I already spend too much time on the subject.  I sometimes imagine myself in a huge field, with all of my DC freinds around, each of us with good barbecues and cooking equipment, putting on a feed at some grand festival for the lucky community around us.  That would be so much fun.  Too bad I'm not Bill Gates, with virtually unlimited resources.  It woud then be more than just a dream.  

Seeeeeya; Goodweed of the North


----------



## norgeskog

Gruyere is great as one of the cheeses in a 3-4 cheese mac and cheese (homemade) or in a savory bread pudding.  Great in a sandwich with ham.


----------



## spryte

Mylegsbig said:
			
		

> I saw some recipe in a book for stuffed chicken breasts, that had gruyere stuffed in there, with spinach and hazelnuts.  But im not too fond of those ingredients, maybe i can find another stuffed chicken breast recipe for it?  Hopefully someone will chime in.

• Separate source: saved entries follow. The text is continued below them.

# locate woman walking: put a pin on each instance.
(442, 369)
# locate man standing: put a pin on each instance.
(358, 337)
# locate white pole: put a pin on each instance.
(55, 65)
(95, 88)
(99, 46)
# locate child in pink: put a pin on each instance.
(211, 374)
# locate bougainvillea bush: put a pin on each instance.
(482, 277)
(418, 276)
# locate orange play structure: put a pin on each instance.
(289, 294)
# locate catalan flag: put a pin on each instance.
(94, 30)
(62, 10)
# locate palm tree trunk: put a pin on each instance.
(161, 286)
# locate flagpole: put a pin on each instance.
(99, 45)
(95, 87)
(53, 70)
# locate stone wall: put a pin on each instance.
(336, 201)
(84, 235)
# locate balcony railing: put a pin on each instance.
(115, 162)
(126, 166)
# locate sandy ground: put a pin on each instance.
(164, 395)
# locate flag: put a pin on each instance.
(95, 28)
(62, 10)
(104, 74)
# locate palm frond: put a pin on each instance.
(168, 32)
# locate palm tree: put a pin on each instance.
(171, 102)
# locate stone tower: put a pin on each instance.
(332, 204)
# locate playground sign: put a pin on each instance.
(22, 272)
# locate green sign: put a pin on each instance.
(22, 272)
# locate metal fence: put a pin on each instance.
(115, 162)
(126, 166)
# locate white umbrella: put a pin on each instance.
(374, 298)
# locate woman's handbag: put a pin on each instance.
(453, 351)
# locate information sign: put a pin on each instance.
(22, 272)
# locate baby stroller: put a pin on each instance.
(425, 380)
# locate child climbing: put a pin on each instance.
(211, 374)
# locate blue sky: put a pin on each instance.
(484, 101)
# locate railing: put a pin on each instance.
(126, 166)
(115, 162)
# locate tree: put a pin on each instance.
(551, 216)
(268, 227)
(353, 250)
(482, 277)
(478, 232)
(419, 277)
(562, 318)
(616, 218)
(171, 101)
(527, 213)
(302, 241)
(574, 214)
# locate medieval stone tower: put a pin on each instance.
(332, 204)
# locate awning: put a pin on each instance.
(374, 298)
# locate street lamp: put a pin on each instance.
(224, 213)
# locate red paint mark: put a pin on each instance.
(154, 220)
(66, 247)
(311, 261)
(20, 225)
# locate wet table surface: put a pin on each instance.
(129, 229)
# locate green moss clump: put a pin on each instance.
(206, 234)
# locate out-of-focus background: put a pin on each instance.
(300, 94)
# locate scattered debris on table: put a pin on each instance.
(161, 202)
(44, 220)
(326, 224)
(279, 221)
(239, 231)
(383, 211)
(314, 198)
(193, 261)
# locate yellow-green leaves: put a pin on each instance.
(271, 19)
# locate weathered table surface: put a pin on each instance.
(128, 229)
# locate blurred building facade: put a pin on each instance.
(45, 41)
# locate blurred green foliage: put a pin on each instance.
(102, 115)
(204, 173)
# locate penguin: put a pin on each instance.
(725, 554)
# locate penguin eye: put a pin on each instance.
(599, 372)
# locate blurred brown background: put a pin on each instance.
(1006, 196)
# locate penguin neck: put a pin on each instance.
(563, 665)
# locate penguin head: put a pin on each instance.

MMMMMM... I stuff chicken breasts with gruyere, baby spinach and prociutto and serve with a mushroom sauce.


----------



## Claire

Have I missed someone already saying this?  Gruyere and Emmenthal are traditional topping for French onion soup.  I cheat when I make mine -- slice some good hearthy baguettes, cover with the cheese and broil.  Husband makes the soup, and we just plop the slices of cheese covered baguette into the bowl.   But pretty much what you'd use swiss for.  I, too, use it in stuffed chicken (or turkey, veal or pork loin cutlets) with some sort of good thin sliced ham and a sage leaf if I have it in the garden.


----------



## RPCookin

Gruyère is also excellent for omelettes.  Mix fresh minced herbs (parsley, chives, tarragon, chervil) into the eggs, then add a handful of shredded Gruyere just before you roll it up and onto the warm plate.


----------



## norgeskog

I often use guyere for savory breadpudding, adding onions, garlic  and sometimes ham or bacon.


----------